The witnesses; Naphtali and Lilly Alwedo, Econga’s brother and sister respectively accused Enanga of perpetrating the dispute from the background using police officers that he occasionally draws from Apac central police station.
Enanga denied the accusations saying his parents only reported criminal activities targeted at their family and property to local leaders which led to some occasional arrests and detention of those behind those criminal activities.
He also refuted allegations that they are claiming the entire 10 square miles of the land, a complete departure from his father’s position that he owns the entire land.
The duo claims they inherited the land from Enoci Okabo, Econga’s dad after he migrated and settled in the area in 1949 after suffering the misfortune of losing three children from Okabo clan land located in Alia village in Akokoro sub-county, some eight miles from the disputed piece of land.
The two said Okabo pacified the area from a complete jungle inhabited by wildlife using hunting skills they practiced. He later distributed the land among his children with George Econga Okabo taking 3 square miles, his brothers Johnson Angala and Naphtali Enanga getting 149 acres and 2.5 square miles respectively. Simon Okwir got 100 acres while Benjamin Enanga received 3 square miles.
Enanga explained that his grandfather migrated to the area from Alia village citing witchcraft in the death of his three children.
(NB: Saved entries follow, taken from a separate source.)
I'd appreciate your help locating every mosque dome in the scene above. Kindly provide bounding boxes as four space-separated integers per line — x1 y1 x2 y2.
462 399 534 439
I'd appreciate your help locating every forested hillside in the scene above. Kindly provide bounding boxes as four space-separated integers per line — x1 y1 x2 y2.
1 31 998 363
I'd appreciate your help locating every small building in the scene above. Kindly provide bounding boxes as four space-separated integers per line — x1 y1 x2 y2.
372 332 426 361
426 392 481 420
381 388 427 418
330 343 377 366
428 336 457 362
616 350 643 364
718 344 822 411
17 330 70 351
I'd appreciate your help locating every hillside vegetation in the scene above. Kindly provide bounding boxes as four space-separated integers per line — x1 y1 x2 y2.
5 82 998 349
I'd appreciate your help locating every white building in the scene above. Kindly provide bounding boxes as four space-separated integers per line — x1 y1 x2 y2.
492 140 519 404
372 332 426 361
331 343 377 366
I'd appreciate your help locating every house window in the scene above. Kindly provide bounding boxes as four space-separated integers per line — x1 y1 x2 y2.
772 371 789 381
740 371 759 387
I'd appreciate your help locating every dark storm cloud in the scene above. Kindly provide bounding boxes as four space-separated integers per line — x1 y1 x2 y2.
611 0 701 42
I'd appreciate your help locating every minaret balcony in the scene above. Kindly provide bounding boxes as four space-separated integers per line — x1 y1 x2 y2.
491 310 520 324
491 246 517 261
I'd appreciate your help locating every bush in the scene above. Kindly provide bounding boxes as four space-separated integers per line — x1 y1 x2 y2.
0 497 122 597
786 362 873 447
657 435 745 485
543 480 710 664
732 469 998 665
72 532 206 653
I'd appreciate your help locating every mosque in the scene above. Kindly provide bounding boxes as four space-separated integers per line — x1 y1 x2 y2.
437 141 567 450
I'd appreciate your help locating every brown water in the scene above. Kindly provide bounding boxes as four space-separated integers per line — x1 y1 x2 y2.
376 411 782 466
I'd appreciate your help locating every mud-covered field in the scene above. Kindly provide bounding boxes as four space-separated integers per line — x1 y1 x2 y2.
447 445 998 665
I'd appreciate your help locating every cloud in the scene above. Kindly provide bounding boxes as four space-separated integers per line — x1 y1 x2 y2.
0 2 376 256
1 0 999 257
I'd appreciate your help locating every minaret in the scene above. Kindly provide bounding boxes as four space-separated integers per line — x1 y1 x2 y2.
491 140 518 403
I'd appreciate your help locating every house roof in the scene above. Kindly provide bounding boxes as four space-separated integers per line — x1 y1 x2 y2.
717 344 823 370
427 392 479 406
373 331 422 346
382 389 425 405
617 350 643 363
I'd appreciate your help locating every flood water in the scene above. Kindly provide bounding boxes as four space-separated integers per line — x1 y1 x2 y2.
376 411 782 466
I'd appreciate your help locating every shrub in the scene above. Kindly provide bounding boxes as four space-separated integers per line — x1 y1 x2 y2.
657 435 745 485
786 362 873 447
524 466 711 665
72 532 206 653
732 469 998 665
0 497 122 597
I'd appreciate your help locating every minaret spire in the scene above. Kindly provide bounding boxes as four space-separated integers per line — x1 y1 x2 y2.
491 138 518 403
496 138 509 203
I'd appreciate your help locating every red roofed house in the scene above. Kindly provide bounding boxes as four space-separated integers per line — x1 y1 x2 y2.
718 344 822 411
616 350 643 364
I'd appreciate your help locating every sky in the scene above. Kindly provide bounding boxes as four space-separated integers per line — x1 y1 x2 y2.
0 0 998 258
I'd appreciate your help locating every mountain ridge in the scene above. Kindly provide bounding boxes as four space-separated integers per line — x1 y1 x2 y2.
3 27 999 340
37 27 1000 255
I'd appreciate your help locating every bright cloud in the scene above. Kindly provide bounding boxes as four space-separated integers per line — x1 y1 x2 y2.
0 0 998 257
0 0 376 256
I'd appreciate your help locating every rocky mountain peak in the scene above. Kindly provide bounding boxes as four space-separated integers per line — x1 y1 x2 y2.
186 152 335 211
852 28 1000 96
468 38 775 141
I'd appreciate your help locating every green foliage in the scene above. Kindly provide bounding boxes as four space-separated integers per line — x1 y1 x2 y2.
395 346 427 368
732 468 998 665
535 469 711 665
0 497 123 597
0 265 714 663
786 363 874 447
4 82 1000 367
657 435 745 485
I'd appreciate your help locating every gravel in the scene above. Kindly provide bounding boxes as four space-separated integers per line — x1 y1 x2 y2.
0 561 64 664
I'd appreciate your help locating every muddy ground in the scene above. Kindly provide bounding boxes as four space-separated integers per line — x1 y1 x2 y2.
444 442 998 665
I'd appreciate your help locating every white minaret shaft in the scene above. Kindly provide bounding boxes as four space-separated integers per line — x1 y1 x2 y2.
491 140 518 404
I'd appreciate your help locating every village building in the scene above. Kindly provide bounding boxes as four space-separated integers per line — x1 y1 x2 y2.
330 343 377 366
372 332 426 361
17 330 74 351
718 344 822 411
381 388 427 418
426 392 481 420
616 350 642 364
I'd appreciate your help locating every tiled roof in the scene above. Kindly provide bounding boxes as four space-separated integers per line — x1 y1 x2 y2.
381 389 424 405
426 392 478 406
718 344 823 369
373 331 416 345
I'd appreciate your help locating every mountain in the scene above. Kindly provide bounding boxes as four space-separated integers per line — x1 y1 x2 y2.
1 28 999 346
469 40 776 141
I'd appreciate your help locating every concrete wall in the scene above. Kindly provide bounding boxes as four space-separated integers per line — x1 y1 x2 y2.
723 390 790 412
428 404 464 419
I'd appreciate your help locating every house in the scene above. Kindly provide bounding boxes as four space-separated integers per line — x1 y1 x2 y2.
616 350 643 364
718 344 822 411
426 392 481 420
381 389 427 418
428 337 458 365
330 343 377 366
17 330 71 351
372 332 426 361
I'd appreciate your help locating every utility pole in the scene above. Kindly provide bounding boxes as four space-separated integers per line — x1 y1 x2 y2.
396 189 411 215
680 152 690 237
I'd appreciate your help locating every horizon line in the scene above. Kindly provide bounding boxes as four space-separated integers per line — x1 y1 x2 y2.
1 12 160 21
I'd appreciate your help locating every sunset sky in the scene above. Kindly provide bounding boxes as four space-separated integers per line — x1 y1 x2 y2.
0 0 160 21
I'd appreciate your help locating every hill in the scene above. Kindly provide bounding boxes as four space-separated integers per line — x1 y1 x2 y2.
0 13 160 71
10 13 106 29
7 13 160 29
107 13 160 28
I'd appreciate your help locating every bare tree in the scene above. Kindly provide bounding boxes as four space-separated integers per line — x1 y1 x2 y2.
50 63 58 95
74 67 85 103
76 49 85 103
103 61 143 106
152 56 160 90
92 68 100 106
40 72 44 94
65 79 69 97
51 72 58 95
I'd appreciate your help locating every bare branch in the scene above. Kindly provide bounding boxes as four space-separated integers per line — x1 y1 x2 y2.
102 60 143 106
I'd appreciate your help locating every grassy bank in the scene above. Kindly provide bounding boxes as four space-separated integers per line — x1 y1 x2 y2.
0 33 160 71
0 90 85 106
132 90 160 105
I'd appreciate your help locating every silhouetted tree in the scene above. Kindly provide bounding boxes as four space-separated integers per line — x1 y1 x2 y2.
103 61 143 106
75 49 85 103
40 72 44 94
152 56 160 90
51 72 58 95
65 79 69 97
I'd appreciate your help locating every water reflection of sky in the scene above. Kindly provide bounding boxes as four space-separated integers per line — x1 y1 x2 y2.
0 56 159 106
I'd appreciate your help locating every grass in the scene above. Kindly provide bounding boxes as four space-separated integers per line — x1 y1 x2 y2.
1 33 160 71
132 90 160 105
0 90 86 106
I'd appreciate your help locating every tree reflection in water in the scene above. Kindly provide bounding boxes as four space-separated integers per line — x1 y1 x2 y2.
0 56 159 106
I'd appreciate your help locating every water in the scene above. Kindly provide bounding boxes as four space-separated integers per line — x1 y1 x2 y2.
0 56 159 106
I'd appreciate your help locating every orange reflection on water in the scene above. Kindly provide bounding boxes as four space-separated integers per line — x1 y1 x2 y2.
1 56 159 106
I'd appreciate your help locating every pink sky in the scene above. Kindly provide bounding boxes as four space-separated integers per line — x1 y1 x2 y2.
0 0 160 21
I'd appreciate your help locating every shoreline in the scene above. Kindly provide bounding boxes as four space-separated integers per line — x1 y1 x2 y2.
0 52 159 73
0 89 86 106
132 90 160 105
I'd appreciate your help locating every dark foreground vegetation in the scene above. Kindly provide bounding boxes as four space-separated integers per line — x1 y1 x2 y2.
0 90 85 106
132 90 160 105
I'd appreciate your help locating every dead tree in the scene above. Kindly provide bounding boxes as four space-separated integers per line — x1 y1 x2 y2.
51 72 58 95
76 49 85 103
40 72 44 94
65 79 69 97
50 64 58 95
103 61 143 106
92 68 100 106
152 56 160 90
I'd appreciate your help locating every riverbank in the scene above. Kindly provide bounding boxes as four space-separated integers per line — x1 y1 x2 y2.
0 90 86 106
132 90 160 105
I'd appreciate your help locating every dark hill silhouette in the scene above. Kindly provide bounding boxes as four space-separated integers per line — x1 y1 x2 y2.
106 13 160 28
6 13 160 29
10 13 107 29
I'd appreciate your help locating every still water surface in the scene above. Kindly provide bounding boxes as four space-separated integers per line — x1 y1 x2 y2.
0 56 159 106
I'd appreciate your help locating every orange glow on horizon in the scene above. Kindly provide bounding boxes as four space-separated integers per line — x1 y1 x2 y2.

Commissioner Robert Ssebunya implored Enanga and father to negotiate with the clan members claiming the land to protect their family legacy.
The Commission told Enanga and father that the land was illegally registered in the names of Awilodyang Mixed Farm because the company is separate from George Econga Okabo who had asked for it in 1978.
Herbert Byenkya, the Commission lead counsel said the company does not qualify to secure the customary land as freehold because it was registered as a non-citizen company. In response, Enanga said their lawyer Oper and Company Advocates could have made mistakes in registering the company.
Bamugemereire indicated that the title will be canceled because it is shrouded in illegalities. Enanga’s testimony was interrupted by a repeated power outage which forced the Commission to prematurely adjourn the matter.
Clan members accused Enanga and Econga of using police to forcefully evict them or block them from accessing water from a community borehole sunk by the government in the area.
The Commission later established that the land measuring 824.28 hectares located in Oreta village in Akokoro sub county in Apac district, has been registered as freehold in the names of Awilodyang Mixed Farm, owned by Econga and his son Enanga. They registered the Company in 2018.
Appearing before the Commission earlier, Naphtali and Alwedo said they were shocked at how Enanga, who according to them rarely went to the village and was only given a small portion of land to erect a house and also do some farming in line with the clan’s objectives has now turned into a land grabber. Alwedo, told the Commission on October 7, that Enanga turned against them and began forcefully evicting them.
“Enanga and his father Econga, rarely came home. Enanga grew up in Kampala with his father and they didn’t even have any single hut in Oreta village” Alwedo narrated.
“Now, one time, his daughter died and he brought the body home for burial. Since he had no home to bury his daughter, his uncle Benjamin Enanga, offered to bury the daughter in him home. All seemed well. As a clan, they decided during the meeting after the burial that Enanga also be given some land to build a home”
Alwedo further narrated that “Enanga was given about six acres of land. He started building a house and I was even the one preparing food for the workers at the site. But to my surprise, Enanga chased me from the area and went on to chase all the clan people including his grandfather and uncles.”
The Okabo clan members are very bitter with Enanga’s actions saying he has brought blasphemy to Okabo.